Our approach, through the development of the power of the agent’s capabilities and representation language, is both simpler and more powerful than the traditional approach of surveying and cataloging various applications of AI. However, as a consequence, some applications such as the details of computational vision or computational linguistics are not covered in this book.

We have chosen not to present an encyclopedic view of AI. Not every major idea that has been investigated is presented here. We have chosen some basic ideas upon which other, more sophisticated, techniques are based and have tried to explain the basic ideas in detail, sketching how these can be expanded.

Figure 1: Overview of chapters and dependencies

Figure 1 shows the topics covered in the book. The solid lines depict prerequisites. Often the prerequisite structure does not include all sub-topics. Given the medium of a book, we have had to linearize the topics. However, the book is designed so the topics are teachable in any order satisfying the prerequisite structure.

The references given at the end of each chapter are not meant to be comprehensive; we have referenced works that we have directly used and works that we think provide good overviews of the literature, by referencing both classic works and more recent surveys. We hope that no researchers feel slighted by their omission, and we are happy to have feedback where someone feels that an idea has been misattributed. Remember that this book is not a survey of AI research.

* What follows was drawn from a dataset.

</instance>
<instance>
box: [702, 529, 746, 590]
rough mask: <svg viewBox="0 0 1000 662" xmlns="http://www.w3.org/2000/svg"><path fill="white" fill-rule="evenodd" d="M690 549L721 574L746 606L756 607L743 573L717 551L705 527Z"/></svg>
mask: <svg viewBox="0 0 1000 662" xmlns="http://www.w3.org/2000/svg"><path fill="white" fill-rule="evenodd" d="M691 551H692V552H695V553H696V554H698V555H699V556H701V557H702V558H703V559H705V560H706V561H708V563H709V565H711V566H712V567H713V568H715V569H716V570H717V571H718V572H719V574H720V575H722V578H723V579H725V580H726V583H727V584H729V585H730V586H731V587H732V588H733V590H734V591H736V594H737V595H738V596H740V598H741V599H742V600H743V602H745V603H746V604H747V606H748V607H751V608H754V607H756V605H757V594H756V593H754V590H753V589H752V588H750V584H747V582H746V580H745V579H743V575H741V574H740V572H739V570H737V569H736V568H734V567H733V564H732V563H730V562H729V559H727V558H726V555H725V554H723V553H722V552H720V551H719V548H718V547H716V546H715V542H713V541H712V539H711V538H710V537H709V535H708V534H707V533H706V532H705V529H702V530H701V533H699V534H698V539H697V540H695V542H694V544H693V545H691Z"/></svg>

We invite you to join us in an intellectual adventure: building a science of intelligent agents.

David Poole

Alan Mackworth

Acknowledgments

Thanks to Randy Goebel for valuable input on this book. We also gratefully acknowledge the helpful comments on the first edition and earlier drafts of the second edition received from Guy van den Broeck, David Buchman, Giuseppe Carenini, Cristina Conati, Mark Crowley, Matthew Dirks, Bahare Fatemi, Pooyan Fazli, Robert Holte, Holger Hoos, Manfred Jaeger, Mehran Kazemi, Mohammad Reza Khojasteh, Jacek Kisyński, Richard Korf, Bob Kowalski, Kevin Leyton-Brown, Josje Lodder, Marian Mackworth, Gabriel Murray, Sriraam Natarajan, Alex Poole, Alessandro Provetti, Mark Schmidt, Marco Valtorta, and the anonymous reviewers. Thanks to the students who pointed out many errors in the earlier drafts. Thanks to Jen Fernquist for the website design. David would like to thank Thomas Lukasiewicz and The Leverhulme Trust for sponsoring his sabbatical in Oxford, where much of this second edition was written. We are grateful to James Falen for permission to quote his poem on constraints.

The quote at the beginning of Chapter 9 is reprinted with permission of Simon & Schuster, Inc. from THE CREATIVE HABIT: Learn it and Use It by Twyla Tharp with Mark Reiter. Copyright 2003 by W.A.T. Ltd. All Rights Reserved.

Thanks to our editor Lauren Cowles and the staff at Cambridge University Press for all their support, encouragement and help. All the mistakes remaining are ours.